The center would include three eateries — Popeye’s, Anthony’s and Charlie’s Steakery — as well as concessionaires, according to Lee Muslin, the Army and Air Force Exchange Service general manager for the Stuttgart area.

“It’s long overdue for the Stuttgart community,” she said.

Muslin said the shopping center will have 640 parking spaces, about twice as many as currently available for customers at two exchange stores on Patch Barracks.

While there was a groundbreaking ceremony for the shopping center Friday, construction isn’t supposed to start until the fall. The $29 million center is scheduled to open in time for the 2006 holiday shopping season, Muslin said.

Parking has long been a problem at Patch Barracks, headquarters for the U.S. European Command.

A “welcome center” was opened in February at Panzer for servicemembers who are moving into and out of the Stuttgart area, which resulted in those services being moved off of Patch.

The eventual razing of the two exchange stores on Patch also will create more parking there.

Army Sgt. Daniel Deffor, who lived for 2½ years in Stuttgart but now lives in Mannheim, said something had to be done to unclog Patch Barracks. Deffor said he would sometimes drive at Patch for 20 to 30 minutes just to find a parking spot.

“If they can take away the pressure from Patch Barracks, that’s a good thing,” Deffor said, adding that he hoped that the project wouldn’t in turn create a traffic problem at Panzer.

Like with many construction projects, some don’t like the idea of it being in their back yard or, in the case of the U.S. Marine Corps Forces Europe, in its front yard, which is currently a spacious grass field.

“I hit golf balls there into a net,” said Marine Sgt. Stuart McCall. “Once the [shopping center] is there I won’t be able to.”

Marine Master Sgt. Eric Gustafson said the Marines use the field for martial arts training and exercising, and that servicemembers’ children use the field for soccer and baseball.

“I’d rather it be somewhere else,” Gustafson said. “I like the tranquility of Panzer. It’s a nice little base.”

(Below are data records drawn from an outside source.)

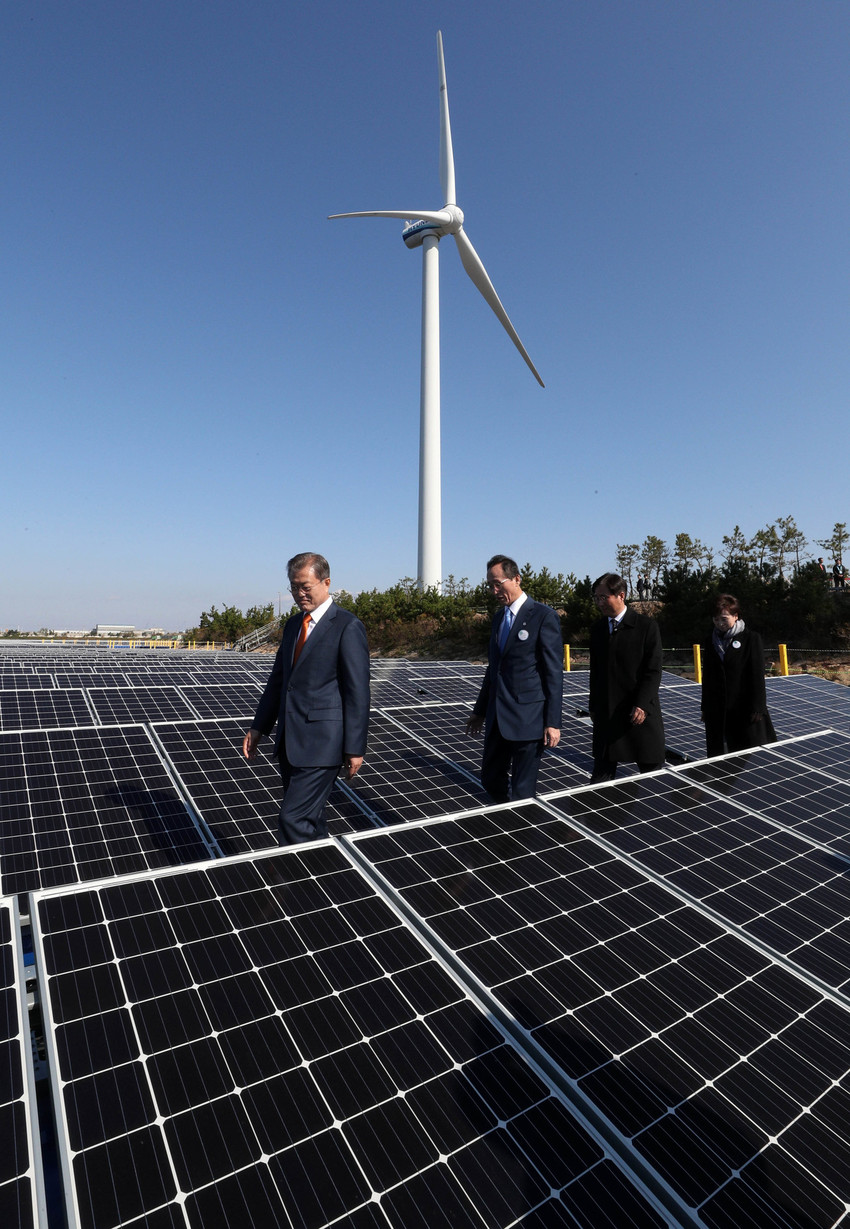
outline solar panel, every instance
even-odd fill
[[[765,687],[780,738],[826,729],[850,734],[850,688],[808,674],[767,679]]]
[[[469,810],[486,800],[481,786],[450,760],[374,712],[368,754],[349,788],[385,824]]]
[[[127,675],[123,670],[99,670],[97,666],[87,669],[73,670],[57,667],[53,673],[56,686],[68,687],[128,687]]]
[[[200,684],[204,687],[222,686],[228,687],[231,685],[250,684],[256,686],[258,675],[263,677],[263,681],[268,678],[271,673],[273,657],[266,658],[262,669],[251,669],[246,665],[225,666],[207,666],[205,669],[195,669],[186,671],[186,678],[182,680],[184,683]]]
[[[46,1225],[18,909],[0,897],[0,1224]]]
[[[835,730],[822,734],[806,734],[793,742],[784,742],[783,756],[808,764],[839,781],[850,781],[850,735]]]
[[[823,736],[817,737],[822,747]],[[832,738],[843,738],[847,754],[850,739],[843,735]],[[850,858],[850,784],[800,758],[805,751],[798,753],[797,748],[810,741],[774,744],[760,749],[758,755],[706,760],[683,769],[682,776]]]
[[[709,792],[688,779],[694,771],[633,778],[551,805],[817,984],[850,988],[850,862]]]
[[[458,700],[472,708],[481,688],[480,681],[464,679],[457,675],[420,676],[400,680],[398,674],[390,679],[372,679],[372,704],[376,708],[410,704],[445,704]]]
[[[94,725],[82,690],[0,691],[0,730],[43,730]]]
[[[104,725],[181,721],[198,715],[176,687],[90,687],[88,694]]]
[[[539,804],[350,839],[681,1223],[837,1223],[845,1004]]]
[[[439,754],[446,756],[452,763],[465,769],[478,782],[483,740],[471,738],[466,733],[469,713],[469,706],[466,704],[388,710],[393,721]],[[561,742],[554,751],[544,751],[540,761],[537,783],[539,794],[587,783],[593,767],[590,739],[588,727],[565,716]]]
[[[71,1224],[669,1223],[339,848],[33,929]]]
[[[255,760],[245,759],[244,721],[154,723],[152,729],[222,853],[277,846],[280,770],[262,745]],[[331,794],[327,816],[332,836],[372,827],[372,820],[339,785]]]
[[[239,717],[250,722],[263,689],[258,682],[181,687],[199,717]]]
[[[691,760],[705,758],[705,726],[700,719],[702,688],[662,687],[659,693],[668,751]]]
[[[140,726],[0,734],[4,893],[209,857]]]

Joe Moscone — the chief of staff for the 6th Area Support Group, which manages facilities in Stuttgart — said that plans call for increasing shuttle-bus service to Panzer from Patch and from Stuttgart’s other two main housing installations, Kelley and Robinson barracks.

“It just makes sense for the community at large to build that shopping center, where you have room to do it right,” Moscone said. “They’ll have the facilities there and parking all around it ... and room to grow there as well.”

Robinson Barracks, located on the opposite side of the city of Stuttgart from the other bases, would retain its consolidated base exchange and commissary, Moscone said.